Elizabeth Edwards, Democratic presidential candidate John Edwards' wife, wants affirmative action -- for white males. Okay, she didn't put it exactly that way. Here's what happened.

In explaining why her husband relies so heavily on the Internet -- as opposed to traditional media -- to get his message out, Mrs. Edwards said, "In some ways, it's the way we have to go. We can't make John black, we can't make him a woman. Those things get you a lot of press, worth a certain amount of fundraising dollars. Now it's nice to get on the news, but not the be-all and end-all."

So the strong campaign of Sen. Hillary Clinton, D-N.Y., reflects nothing more than her gender. And the competitive campaign of Sen. Barack Obama, D-Ill., rests primarily on his race. Hey, any black guy could pull this off -- whether Barack Obama, rapper Snoop Dogg or television personality Mr. T. What's the diff?

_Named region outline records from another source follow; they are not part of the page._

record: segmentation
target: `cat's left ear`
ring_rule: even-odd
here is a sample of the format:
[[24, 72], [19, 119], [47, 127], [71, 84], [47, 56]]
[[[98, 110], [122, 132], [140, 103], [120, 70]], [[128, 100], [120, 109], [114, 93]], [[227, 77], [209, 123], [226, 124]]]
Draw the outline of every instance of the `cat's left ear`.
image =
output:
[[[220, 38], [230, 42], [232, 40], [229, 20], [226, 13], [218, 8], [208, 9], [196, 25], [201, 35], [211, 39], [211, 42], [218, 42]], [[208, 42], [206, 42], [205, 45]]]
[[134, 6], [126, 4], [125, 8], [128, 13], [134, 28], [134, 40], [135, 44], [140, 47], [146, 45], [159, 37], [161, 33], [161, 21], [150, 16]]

If, according to Edwards, gender plays such an important role, what happened to the 2000 presidential candidacy of now Sen. Elizabeth Dole, R-N.C.? Or what about black former Sen. Carol Moseley Braun, D-Ill., whose 2004 presidential campaign went nowhere? And Braun represented a "two-fer," both black and a woman.

Rev. Al Sharpton, who ran for president in 2004, complained that because of his race, the media ignored him. "I think when you look at the lack of diversity in the newsrooms," said Sharpton, "when you look at the lack of diversity from the editors and those in power, then you see them as automatically dismissive of anything that is not like them, which is white males. I think we've seen some very blatant racial insensitivity in the coverage of this race so far." Tell that to Mrs. Edwards.

What about Democratic New Mexico Gov. Bill Richardson, with his Hispanic heritage? He served as former President Bill Clinton's secretary of energy and as U.S. ambassador to the United Nations. Richardson also helped turn around the economy of New Mexico with tax cuts. In that state, he enjoys a popularity rating of 65 percent. Yet as a Democratic presidential candidate, he finds himself mired in single digits in the polls. What happened to his benefit?